アップルも9月12日に新型iPhoneの発表イベントがあるそうですが、もうスマートフォンのハードで心がときめくということがすっかりなくなっていたところに、サムスンが「Galaxy Note7」の後継機種として「Galaxy Note8」を発売します。その大胆さに思わず目が覚めました。
チャレンジ精神というか、よほど自信があるのか、設計も変えたので同じ「Galaxy Note」の冠でも、発売中止に追い込まれた「Galaxy Note7」の負のイメージは引き摺らないと考えたのでしょうか。たとえ、の負のイメージは引き摺っていても、それでも売れという意志のあわわれなんでしょうが、思わず頭に浮かんだのが、日本電産永守社長の「君は死んだノラ猫を売れるか?」という言葉です。

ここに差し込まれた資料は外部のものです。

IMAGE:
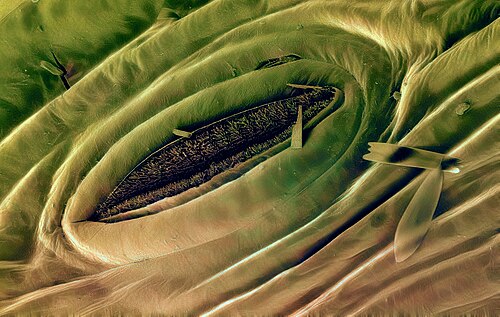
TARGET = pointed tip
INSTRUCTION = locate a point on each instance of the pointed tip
(297, 141)
(182, 133)
(416, 220)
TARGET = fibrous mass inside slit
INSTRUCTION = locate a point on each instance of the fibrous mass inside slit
(211, 150)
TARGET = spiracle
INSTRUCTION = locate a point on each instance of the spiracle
(251, 158)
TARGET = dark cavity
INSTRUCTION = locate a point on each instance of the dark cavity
(189, 162)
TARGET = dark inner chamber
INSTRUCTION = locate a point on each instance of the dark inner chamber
(211, 150)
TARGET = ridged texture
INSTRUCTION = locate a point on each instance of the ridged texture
(306, 231)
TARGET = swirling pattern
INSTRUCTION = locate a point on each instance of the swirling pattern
(306, 231)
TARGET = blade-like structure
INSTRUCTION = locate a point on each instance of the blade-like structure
(410, 157)
(417, 217)
(297, 131)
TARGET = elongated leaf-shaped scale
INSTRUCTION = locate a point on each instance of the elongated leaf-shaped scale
(410, 157)
(182, 133)
(417, 217)
(54, 70)
(297, 131)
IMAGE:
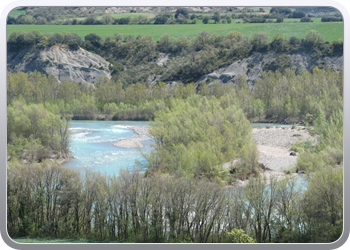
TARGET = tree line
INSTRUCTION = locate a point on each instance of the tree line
(287, 97)
(48, 200)
(133, 59)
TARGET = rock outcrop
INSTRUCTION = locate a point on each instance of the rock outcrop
(60, 61)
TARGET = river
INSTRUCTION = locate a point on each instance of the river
(92, 145)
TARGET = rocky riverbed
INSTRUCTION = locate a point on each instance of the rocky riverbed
(274, 145)
(134, 142)
(274, 149)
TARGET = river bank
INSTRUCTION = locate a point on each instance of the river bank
(134, 142)
(274, 146)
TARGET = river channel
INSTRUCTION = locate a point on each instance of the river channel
(92, 145)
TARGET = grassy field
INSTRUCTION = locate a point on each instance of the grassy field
(122, 15)
(331, 31)
(16, 12)
(54, 240)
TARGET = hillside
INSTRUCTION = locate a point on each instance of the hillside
(254, 65)
(60, 61)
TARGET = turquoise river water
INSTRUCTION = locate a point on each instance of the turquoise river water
(91, 145)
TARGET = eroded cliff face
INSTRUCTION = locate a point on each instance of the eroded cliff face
(254, 65)
(60, 61)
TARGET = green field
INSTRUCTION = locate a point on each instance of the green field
(122, 15)
(16, 12)
(331, 31)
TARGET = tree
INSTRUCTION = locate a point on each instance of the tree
(260, 41)
(206, 20)
(216, 17)
(182, 11)
(298, 14)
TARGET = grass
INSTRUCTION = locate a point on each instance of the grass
(54, 240)
(331, 31)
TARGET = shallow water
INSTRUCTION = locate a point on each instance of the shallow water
(91, 145)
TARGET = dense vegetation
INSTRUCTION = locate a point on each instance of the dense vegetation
(196, 129)
(193, 137)
(287, 97)
(182, 16)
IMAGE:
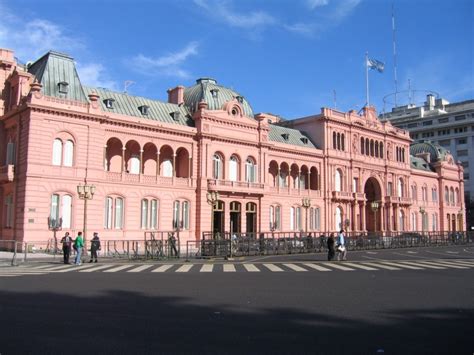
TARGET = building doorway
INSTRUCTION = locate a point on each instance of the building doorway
(251, 217)
(235, 217)
(218, 219)
(374, 205)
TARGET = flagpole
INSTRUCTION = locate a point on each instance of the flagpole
(367, 77)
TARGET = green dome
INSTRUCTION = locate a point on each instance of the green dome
(436, 151)
(207, 90)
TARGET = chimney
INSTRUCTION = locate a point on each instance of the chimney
(176, 95)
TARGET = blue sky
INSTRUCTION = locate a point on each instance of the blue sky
(285, 57)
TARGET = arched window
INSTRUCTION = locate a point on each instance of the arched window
(135, 166)
(57, 151)
(217, 167)
(338, 180)
(400, 188)
(338, 219)
(68, 153)
(250, 171)
(233, 168)
(114, 212)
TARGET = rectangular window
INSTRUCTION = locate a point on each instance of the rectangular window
(185, 220)
(54, 212)
(154, 214)
(108, 213)
(144, 223)
(9, 211)
(277, 217)
(118, 213)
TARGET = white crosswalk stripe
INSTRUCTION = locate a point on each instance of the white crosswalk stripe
(229, 268)
(316, 267)
(185, 268)
(251, 268)
(118, 268)
(402, 265)
(95, 268)
(162, 268)
(360, 266)
(295, 267)
(338, 266)
(375, 265)
(273, 267)
(206, 268)
(382, 266)
(141, 268)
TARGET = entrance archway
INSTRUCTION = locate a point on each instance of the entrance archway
(373, 211)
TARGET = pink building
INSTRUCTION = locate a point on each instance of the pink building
(155, 164)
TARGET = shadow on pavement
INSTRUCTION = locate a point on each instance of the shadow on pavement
(121, 322)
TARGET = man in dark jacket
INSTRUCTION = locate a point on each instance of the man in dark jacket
(67, 242)
(331, 247)
(95, 246)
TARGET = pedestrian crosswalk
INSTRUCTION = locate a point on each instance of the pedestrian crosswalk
(246, 267)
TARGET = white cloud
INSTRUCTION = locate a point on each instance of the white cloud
(221, 11)
(32, 38)
(312, 4)
(167, 65)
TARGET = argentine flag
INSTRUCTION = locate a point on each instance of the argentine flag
(375, 64)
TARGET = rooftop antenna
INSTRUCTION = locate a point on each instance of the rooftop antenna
(394, 54)
(126, 84)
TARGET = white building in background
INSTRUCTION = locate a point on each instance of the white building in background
(450, 125)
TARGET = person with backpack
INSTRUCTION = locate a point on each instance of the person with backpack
(67, 243)
(95, 246)
(78, 245)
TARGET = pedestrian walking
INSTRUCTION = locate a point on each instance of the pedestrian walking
(78, 245)
(95, 246)
(341, 246)
(331, 247)
(67, 243)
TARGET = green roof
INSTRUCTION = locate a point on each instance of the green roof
(436, 151)
(54, 68)
(419, 164)
(207, 90)
(128, 105)
(289, 136)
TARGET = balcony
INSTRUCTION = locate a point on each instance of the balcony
(7, 172)
(398, 200)
(148, 179)
(342, 196)
(235, 186)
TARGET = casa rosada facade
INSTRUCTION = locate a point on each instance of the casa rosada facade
(203, 160)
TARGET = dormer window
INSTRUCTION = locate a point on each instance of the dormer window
(215, 93)
(176, 115)
(109, 103)
(144, 109)
(63, 87)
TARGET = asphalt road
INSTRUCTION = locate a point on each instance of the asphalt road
(428, 311)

永守社長独特のエキセントリックな言葉で物議を醸したことがあります。いいブランド、いい製品ならなにもしなくとも勝手に売れる、それでは営業は不要。死んだノラ猫は、ないないづくしの商品であり、それでも買ってもらえるだけの信頼を顧客との間に築くのが営業だということです。

サムスンで働くのは大変だと言われますが、まさに、負の遺産のハンディがあったとしてもそれでも売れる仕掛けづくりに知恵を絞るのがマーケティングで、また営業だといわんばかりです。それが証拠に「Galaxy S8」は売れているではないかと追い打ちの言葉があったのかもしれません。

異常過熱して発火し、2度にわたってリコールした後に生産を終了。さらに、フライトのたびに乗務員が同端末の飛行機への持ち込みは禁じられているという警告を読み上げるのを聞かされ、負のイメージを心に刻まれてきたGalaxy Noteを消費者はサムスンの思惑通り割り切って手にするのか、はたまた傷ついたブランドの壁に阻まれるのか、こんな実験はなかなかできるものではないだけに、結果から目が離せません。